Constant disk activity, power only, not SMR

dude · December 28, 2023, 11:59am

I have a couple of older WD drives (12+ years) that make a constant disk activity noise, even when there is no SATA cable connected. It sounds like an old fashioned cash register: tick tick tick brrrr, tick tick tick brrrr. The noise is constant, every 1 to 2 seconds and causing the drives to get hot, even when idle.

The drives are not SMR as far as I know, which probably didn’t even exist at the time these drives were designed. The drives have some read errors, but no pending or relocated bad sectors. I’ve already tried all sorts of surface tests using Hard Disk Sentinel, including re-initialize (took 18 hours) without finding any issues.

Again, the noise is even when there is no SATA cable connection, power only, telling me the problem is drive internal and not caused by the PC BIOS or the host system. The drives used to be quiet. My best guess is a firmware issue or the drives are wearing off.

Affected are: WD20EADS WD2001FASS

Any ideas?

Kiriakos-GR · December 28, 2023, 9:18pm

Please define hot HDD actual temperature?
Now give us clues of your room temperature with in past 24 hours.

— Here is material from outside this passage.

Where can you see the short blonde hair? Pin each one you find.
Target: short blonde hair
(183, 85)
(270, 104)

Powered HDD with out SATA connection this is abnormal condition for all users.
Neither WD factory will ever test a drive as you tried to do.

dude · December 29, 2023, 1:28am

I still haven’t resolved the problem, but I may have discovered the reason.

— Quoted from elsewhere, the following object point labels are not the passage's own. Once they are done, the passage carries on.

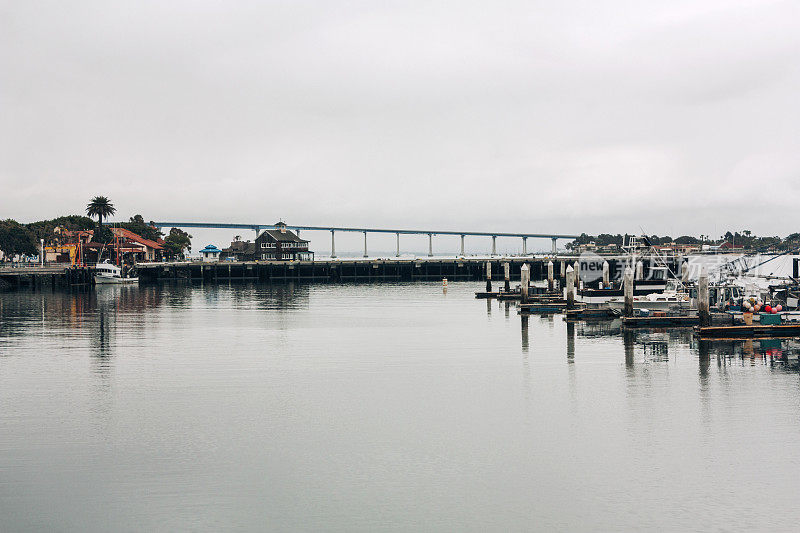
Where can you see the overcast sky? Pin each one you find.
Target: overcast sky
(674, 117)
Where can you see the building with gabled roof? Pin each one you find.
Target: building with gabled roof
(147, 250)
(280, 244)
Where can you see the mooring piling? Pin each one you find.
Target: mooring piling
(628, 291)
(702, 299)
(525, 279)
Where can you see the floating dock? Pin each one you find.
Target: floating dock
(660, 321)
(783, 330)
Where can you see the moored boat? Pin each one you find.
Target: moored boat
(108, 273)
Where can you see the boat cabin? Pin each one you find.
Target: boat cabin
(210, 253)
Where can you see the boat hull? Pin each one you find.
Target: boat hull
(104, 280)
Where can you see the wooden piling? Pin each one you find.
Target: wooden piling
(525, 278)
(702, 299)
(628, 291)
(570, 287)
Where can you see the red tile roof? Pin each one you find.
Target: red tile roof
(131, 236)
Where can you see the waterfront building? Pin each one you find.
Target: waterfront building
(142, 249)
(239, 250)
(281, 244)
(210, 253)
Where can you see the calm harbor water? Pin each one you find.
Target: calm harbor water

There’s a small DOS program called WDIDLE3.EXE which allows to read, set, or disable the drive idle timeout. When the idle timer is up, I guess it’s supposed to park the heads.

The WD Black has the idle timer disabled. The WD Green has it set to 30 seconds. Upon reading the current timer setting (wdidle3 /r) the drive(s) seeking/reading activity stops and remains quiet.

Unfortunately, setting or disabling the timer makes no difference and after a system restart the constant drive activity that runs every couple of seconds is back. However, this tells me the problem is in the firmware.

I also noticed that the “power on hours” are most certainly incorrect. Both drives are 12+ years old and have been in use for at least over 5 years. The Black reports 36864 hours, and the Green shows 6 hours! Perhaps the counter resets after 65535 hours (16-bit)? Could this also explain the problem with the idle timer.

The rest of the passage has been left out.